Ke mana orang pergi, poison ivy mengikuti
Kekhawatiran lain, terutama dengan meningkatnya racun ivy oleh perubahan iklim, adalah bahwa manusia membuat lingkungan yang ideal bagi tanaman ini untuk berkembang. Di mana orang membuat terobosan ke alam—untuk jalur hiking, tempat perkemahan, dan tempat piknik, misalnya—mereka mengubah habitat dan membuat kondisi ideal bagi tanaman ivy beracun untuk berkembang.
Baca juga : Gen Dominan - Definisi, Konsep, dan Apa itu.
Poison ivy menyukai area gangguan manusia. Ini tumbuh subur di daerah di mana ada lebih sedikit tanaman lain dan banyak sinar matahari.
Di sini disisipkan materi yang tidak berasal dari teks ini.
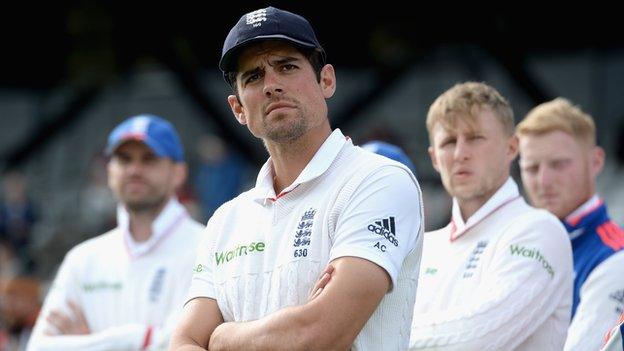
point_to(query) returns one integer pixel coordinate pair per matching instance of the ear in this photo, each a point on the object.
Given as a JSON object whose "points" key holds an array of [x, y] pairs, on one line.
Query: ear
{"points": [[434, 159], [237, 109], [597, 160], [328, 81], [512, 148]]}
Jadi di mana orang memecah hutan, poison ivy dapat lebih mudah bertahan. Mereka tidak akan tumbuh sebanyak atau seluas di tempat teduh di hutan yang tidak terganggu.
Dampak perubahan iklim terhadap tanaman sangat banyak dan beragam—dan dalam banyak kasus, umat manusia menderita akibat perubahan yang terjadi. Tentu saja, banyak tanaman terancam oleh kekeringan dan banjir yang menjadi semakin umum saat planet kita menghangat, dan bahkan perubahan lingkungan sekecil apa pun dapat menghancurkan ekosistem rapuh tempat kita semua bergantung.
Baca juga: Definisi Biomekanik.
Sementara tanaman seperti poison ivy dapat berkembang, tanaman lain yang kita andalkan akan menderita. Para ilmuwan telah belajar, misalnya, bahwa perubahan iklim membuat tanaman menjadi kurang bergizi. Ketika tanaman pangan seperti gandum, jagung, beras, dan kedelai terpapar CO2 pada tingkat yang diperkirakan untuk tahun 2050, tanaman kehilangan sebanyak 10% seng, 5% zat besi, dan 8% kandungan proteinnya.
Ini hanyalah satu lagi pengingat akan dampak serius dari krisis iklim kita—dan kebutuhan mendesak akan perubahan.